Hauskauf, Immobilien, Grundstücke


Beantwortet von


in unter 2 Stunden

Laut Teilungserklärung sollen bestimmte Kosten nach Personen umgelegt werden. Wie sind diese zu erfassen - müssen die Namen der Betroffenen angegeben werden oder reichte s eine Zahl zu ermitteln? Ist der Sticjtag anzugeben, an dem ermittelt wurde und wie oft muss das erfolgen?

06.10.2020 | 10:33

Antwort

von


(150)
Trostbrücke 1
20457 Hamburg
Tel: 040/80 80 65 200
Web: http://www.insolvenz.hamburg
E-Mail:

Sehr geehrter Kunde,

ausgehend von Ihrer Frage, nehme ich an, dass die Teilungserklärung zur Bestimmung der Personenzahl keine genauere Regelung enthält. Ist die Teilungserklärung nicht aussagekräftig, ist zunächst das Gesetz heranzuziehen. Nach meiner Prüfung gibt es aber keine gesetzliche Vorgabe, wie die Personenanzahlen der zu bestimmen sind.

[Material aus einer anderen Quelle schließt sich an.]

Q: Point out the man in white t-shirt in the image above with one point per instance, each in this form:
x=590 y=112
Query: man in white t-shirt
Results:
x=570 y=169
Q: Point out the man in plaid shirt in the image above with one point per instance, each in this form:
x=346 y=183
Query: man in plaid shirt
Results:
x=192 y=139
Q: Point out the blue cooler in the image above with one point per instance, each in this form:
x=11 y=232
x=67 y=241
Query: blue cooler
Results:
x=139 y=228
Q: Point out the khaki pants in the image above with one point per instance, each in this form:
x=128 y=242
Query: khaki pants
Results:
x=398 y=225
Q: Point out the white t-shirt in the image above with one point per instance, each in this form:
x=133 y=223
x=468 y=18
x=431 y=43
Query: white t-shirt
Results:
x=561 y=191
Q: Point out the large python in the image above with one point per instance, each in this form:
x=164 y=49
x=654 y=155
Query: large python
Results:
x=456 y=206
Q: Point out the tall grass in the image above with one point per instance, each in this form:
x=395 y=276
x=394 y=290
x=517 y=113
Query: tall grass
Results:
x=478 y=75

Dies hat zur Folge, dass der Wille der Parteien der beim Abschluss des Vertrages, hier der Teilungserklärung, Konsens war, bestimmt werden muss. Es muss also bestimmt werden, wie die WEG-Mitglieder diese Regelung verstanden haben. Da der Wortlaut voraussichtlich nichts hergibt, sonst wüssten wir ja wie sich die Personenzahl bestimmen soll, ist nach der Systematik auszulegen.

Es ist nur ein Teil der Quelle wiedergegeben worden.